Armstrong-Hough’s research interests are at the interfaces among tuberculosis (TB), HIV, and non-communicable diseases. Her first book, Biomedicalization and the Practice of Culture: Globalization and Type 2 Diabetes in the United States and Japan (University of North Carolina Press, 2018), examined how the practice and experience of global evidence-based medicine is shaped by local cultural repertoires. She has also published on the ways that providers and patients imagine and communicate risk for respiratory infection, how institutions condition scientific discourse, and availability of essential medicines for non-communicable diseases in Uganda. Armstrong-Hough’s current work integrates qualitative data with demographic, clinical, and behavioral data in multilevel models to answer questions related to testing and seeking care for TB, HIV, and diabetes in high-burden settings. Her research aims to elucidate how group processes produce and reproduce HIV- and TB-related stigma within households in settings where living with HIV is common, and to develop interventions to reduce stigma and increase uptake of testing by altering the architecture of home test offers. Her recent work has appeared in the Journal of AIDS, International Journal of Tuberculosis and Lung Disease, Public Health Action, and the Journal of Medical Internet Research. She also co-directs the Mixed-Methods Fellowship of the Pulmonary Complications of AIDS Research Training Program at Makerere University in Kampala, Uganda.

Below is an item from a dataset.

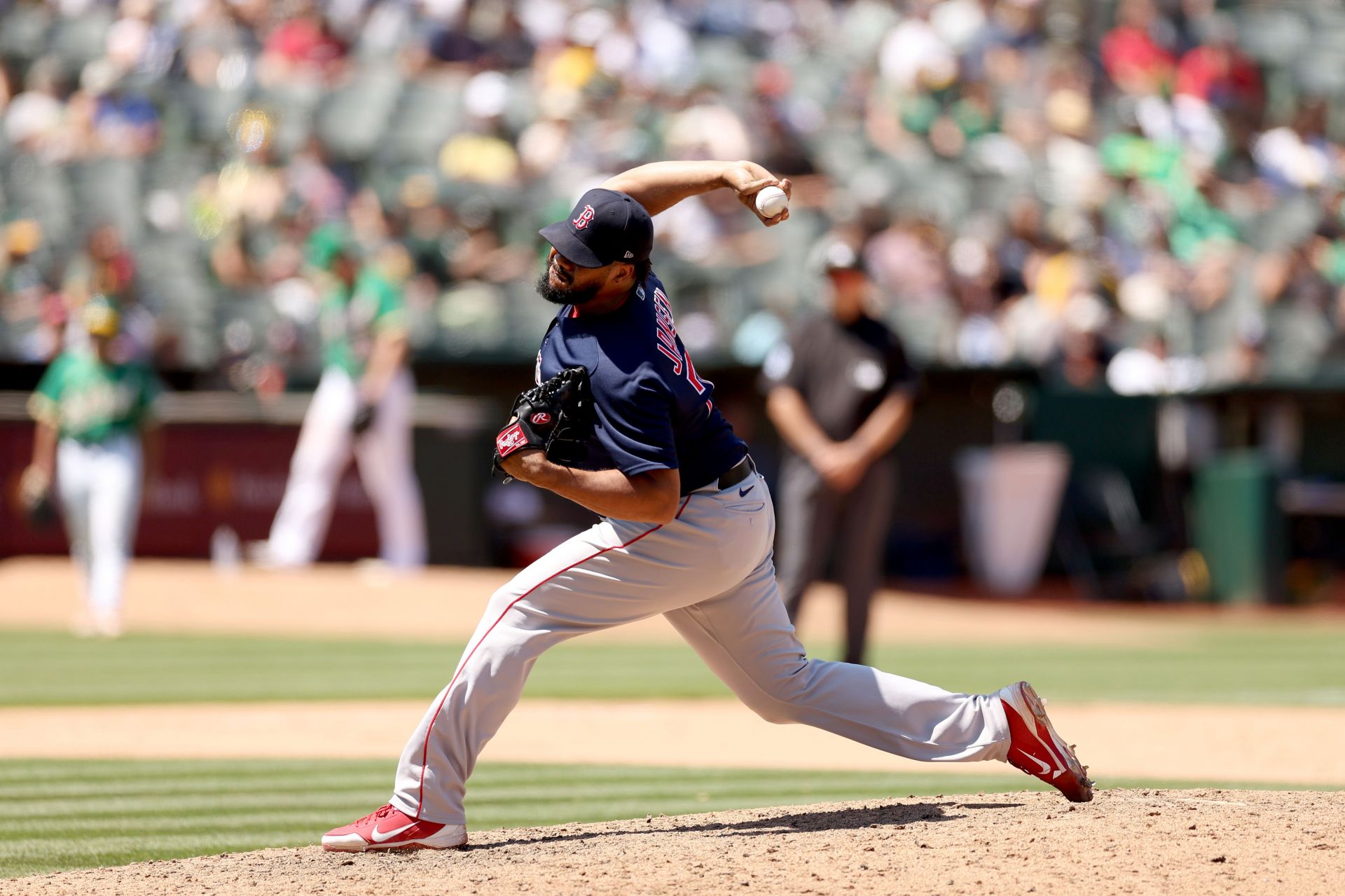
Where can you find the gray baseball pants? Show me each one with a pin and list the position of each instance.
(710, 574)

Before coming to NYU, Dr. Armstrong-Hough was an Associate Research Scientist in Epidemiology in the Department of Epidemiology of Microbial Diseases at Yale School of Public Health. She previously taught at Davidson College, Meiji University in Tokyo, and Duke University. She has conducted fieldwork in the United States, Japan, Uganda, Ethiopia, and Nepal and is a recipient of the Robert E. Leet and Clara Guthrie Patterson Trust Mentored Research Award in Clinical, Health Services and Policy Research.